By Jason Ankeny Edited by Frances Dodds

This story appears in the June 2015 issue of Entrepreneur. Subscribe »

Jo Hanley
Leagues of legends: FanDuel’s Nigel Eccles.

FanDuel is fantasy sports on steroids: bigger, stronger, faster. The New York City-based startup benches the familiar season-long league model embraced by millions of fantasy enthusiasts in favor of more lucrative daily and weekly competitions—a model perfectly attuned to the ADD-addled sensibilities of the Millennial generation.

Here's how FanDuel works: Like with fantasy football, baseball and basketball games hosted by ESPN, Yahoo and other brands, players assemble virtual teams of real-world sports stars. Gamers accumulate points based on how the players fare, determined by statistical measures like touchdowns, field goals and passing yards.

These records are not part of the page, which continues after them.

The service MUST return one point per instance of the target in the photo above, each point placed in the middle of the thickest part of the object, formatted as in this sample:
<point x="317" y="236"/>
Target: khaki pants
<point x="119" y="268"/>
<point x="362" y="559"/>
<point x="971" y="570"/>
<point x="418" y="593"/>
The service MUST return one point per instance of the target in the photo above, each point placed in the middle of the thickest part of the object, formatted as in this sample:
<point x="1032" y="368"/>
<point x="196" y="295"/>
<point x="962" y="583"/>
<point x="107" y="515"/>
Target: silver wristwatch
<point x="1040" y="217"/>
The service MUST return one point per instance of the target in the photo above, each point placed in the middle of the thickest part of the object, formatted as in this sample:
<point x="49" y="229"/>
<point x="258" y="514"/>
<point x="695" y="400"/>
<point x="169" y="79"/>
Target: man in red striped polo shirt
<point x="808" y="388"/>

In traditional fantasy leagues, contestants draft their teams before the pro season, maintaining the same core roster for months. But FanDuel games last just one day or one week; on any given day, entrants can build new lineups based on whose performance is peaking or plummeting. FanDuel also offers gamers the choice of joining an existing league or creating their own. From there, they select an entry fee (up to $5,000) and the number of games or teams they wish to play. If their roster generates more points than their rivals on that day or week, they win all the money in the pot, minus FanDuel's average 9 percent cut.